Jasper Neumann jn at sirrida.de
Thu Jan 16 14:07:23 PST 2014


Hello Anton, hello all!

 > Will you please provide RFC outlining the algorithm itself and
 > possible some benchmarks as the .txt definitely does not contain
 > enough details...

Well, we (a friend of mine and myself) set up a paper as mentioned in 
hash_llvm.txt which is downloadable at 
http://programming.sirrida.de/hashsuper.pdf and describes the simple* 
variants. These should produce code like this:

	imull	magic, %edi, %ecx
	shrl	$27, %ecx
	cmpl	ValTable(,%rcx,4), %edi
	jne	default
	jmpq	JumpTable(,%rcx,8)

The first two lines in this example are the hash function; a value 
comparison and an indirect jump follows.

The Jenkin's methods which will usually be used for bigger label sets 
(about 24 or more labels) produce 2 hash values a and b and the final 
hash function is evaluated as h(a,b) = a ^ BTable[b]. For very large 
BTable's an additional scramble table is applied to save some space; the 
threshold can be adapted.


 > I'm a bit concerned about perfect hashing since it usually (classic
 > implementations by Jenkins or MPH) involves two loads with the second
 > load from the location computed by a first load and thus this in many
 > cases yields two cache misses in a row.

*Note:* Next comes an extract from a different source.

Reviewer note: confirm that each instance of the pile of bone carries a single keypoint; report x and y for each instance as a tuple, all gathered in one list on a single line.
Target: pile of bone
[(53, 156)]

You will find some artificial benchmarks in the mentioned paper.
For periodic patterns the decision tree might give better times than a 
jump table approach, however I don't know how to simulate this.
A decision tree also produces a lot of cache misses because of the large 
code involved.
At least a jump table uses a lot less branch prediction table entries 
which can be used otherwise.
Real world test can be done now since a real implementation is available 
with my patch. Also, I have provided some parameters which influence the 
code generation such as the selection of the used hash algorithms; if 
needed, I can easily provide others as well.